Do you have anything more to add to this list? Let me know. In the meantime, as you can see by the above picture, my eyes need to close for a while so I can get rid of jet lag.

  1. Take frequent breaks… anyone who knows me well knows that I’m apt to disappear for short periods of time. Auditory overload comes often to a lipreader, so there comes a point where I simply have to go off by myself to a place where there isn’t much to stimulate my senses. It’s a bit of a decompression break. And, as you say, there will come a point where recovery isn’t possible and you just have to call it day.
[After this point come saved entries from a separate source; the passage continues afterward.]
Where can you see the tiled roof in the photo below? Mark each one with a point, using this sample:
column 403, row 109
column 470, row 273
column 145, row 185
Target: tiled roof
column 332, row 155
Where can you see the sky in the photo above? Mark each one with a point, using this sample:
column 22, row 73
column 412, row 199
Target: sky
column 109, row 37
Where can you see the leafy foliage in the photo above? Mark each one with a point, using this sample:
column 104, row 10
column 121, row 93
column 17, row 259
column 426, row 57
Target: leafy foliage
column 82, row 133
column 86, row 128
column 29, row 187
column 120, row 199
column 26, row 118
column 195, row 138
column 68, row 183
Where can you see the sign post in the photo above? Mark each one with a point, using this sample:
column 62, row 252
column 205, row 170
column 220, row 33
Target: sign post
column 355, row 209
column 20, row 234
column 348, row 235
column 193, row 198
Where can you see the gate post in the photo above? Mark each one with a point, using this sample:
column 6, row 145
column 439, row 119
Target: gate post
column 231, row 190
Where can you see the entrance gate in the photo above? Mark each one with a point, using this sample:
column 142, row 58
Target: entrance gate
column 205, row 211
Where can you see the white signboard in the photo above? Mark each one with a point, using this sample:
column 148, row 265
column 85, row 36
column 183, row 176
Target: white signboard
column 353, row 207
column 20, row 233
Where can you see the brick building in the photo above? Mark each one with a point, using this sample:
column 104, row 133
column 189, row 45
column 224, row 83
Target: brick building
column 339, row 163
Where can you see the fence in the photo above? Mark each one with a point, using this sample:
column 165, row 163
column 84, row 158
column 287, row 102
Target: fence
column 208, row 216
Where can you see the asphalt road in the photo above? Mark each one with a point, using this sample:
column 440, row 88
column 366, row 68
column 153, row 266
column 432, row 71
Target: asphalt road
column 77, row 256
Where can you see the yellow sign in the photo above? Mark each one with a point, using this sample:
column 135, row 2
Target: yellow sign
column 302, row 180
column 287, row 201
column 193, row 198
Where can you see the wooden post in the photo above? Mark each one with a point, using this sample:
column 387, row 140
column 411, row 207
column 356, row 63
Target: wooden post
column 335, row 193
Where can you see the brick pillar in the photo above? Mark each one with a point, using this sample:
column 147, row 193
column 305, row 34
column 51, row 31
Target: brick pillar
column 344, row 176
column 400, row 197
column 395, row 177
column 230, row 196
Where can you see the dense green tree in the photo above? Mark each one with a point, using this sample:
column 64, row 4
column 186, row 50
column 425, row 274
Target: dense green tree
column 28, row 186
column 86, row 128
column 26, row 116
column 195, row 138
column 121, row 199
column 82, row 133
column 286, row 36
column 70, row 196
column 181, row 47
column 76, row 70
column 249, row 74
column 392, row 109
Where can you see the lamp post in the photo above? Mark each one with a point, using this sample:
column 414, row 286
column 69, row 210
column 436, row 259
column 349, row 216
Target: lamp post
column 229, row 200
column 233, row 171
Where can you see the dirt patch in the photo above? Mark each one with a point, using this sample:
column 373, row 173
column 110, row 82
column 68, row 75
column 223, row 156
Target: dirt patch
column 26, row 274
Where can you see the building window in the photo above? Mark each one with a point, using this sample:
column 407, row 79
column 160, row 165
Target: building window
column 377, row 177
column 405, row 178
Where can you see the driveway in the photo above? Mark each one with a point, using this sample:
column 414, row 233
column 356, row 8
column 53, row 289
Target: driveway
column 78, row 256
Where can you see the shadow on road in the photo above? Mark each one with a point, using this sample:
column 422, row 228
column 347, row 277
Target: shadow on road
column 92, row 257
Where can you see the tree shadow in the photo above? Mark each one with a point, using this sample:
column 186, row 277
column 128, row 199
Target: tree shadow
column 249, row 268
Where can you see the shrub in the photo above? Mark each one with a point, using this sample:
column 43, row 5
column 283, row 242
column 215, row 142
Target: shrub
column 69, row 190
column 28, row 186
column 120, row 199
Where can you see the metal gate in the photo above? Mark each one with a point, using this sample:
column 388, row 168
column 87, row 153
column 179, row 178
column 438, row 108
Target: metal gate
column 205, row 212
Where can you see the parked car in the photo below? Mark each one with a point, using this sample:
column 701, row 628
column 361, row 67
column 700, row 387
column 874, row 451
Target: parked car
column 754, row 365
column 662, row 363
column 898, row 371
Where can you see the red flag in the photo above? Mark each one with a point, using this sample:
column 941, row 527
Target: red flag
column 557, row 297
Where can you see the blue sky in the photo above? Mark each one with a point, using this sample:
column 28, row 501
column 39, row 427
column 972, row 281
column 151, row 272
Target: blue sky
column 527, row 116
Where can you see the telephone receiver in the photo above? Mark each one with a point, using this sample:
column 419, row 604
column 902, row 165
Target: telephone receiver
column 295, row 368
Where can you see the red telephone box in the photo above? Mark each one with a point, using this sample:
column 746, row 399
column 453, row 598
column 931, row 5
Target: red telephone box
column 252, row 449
    A few years ago I traveled to the place I grew up for the funeral of a close friend’s father. The day of the funeral started early and was an emotional and draining day. Congregating afterwards, at family member’s house, we all sat around outside talking with friends we hadn’t seen for long periods of time. As the evening dimmed, I wasn’t able to follow the conversation and everyone noticed. Because my friends are sensitive to my hearing loss, they took charge and moved the large group out to the barn in a well-lighted area. However, I continued to struggle because of the physically and emotionally exhausting day. I finally had to make my exit, explaining that while the move to better lighting was so much appreciated, I simply didn’t have the energy to concentrate any longer, and I had reached the point where tiredness trumps skill.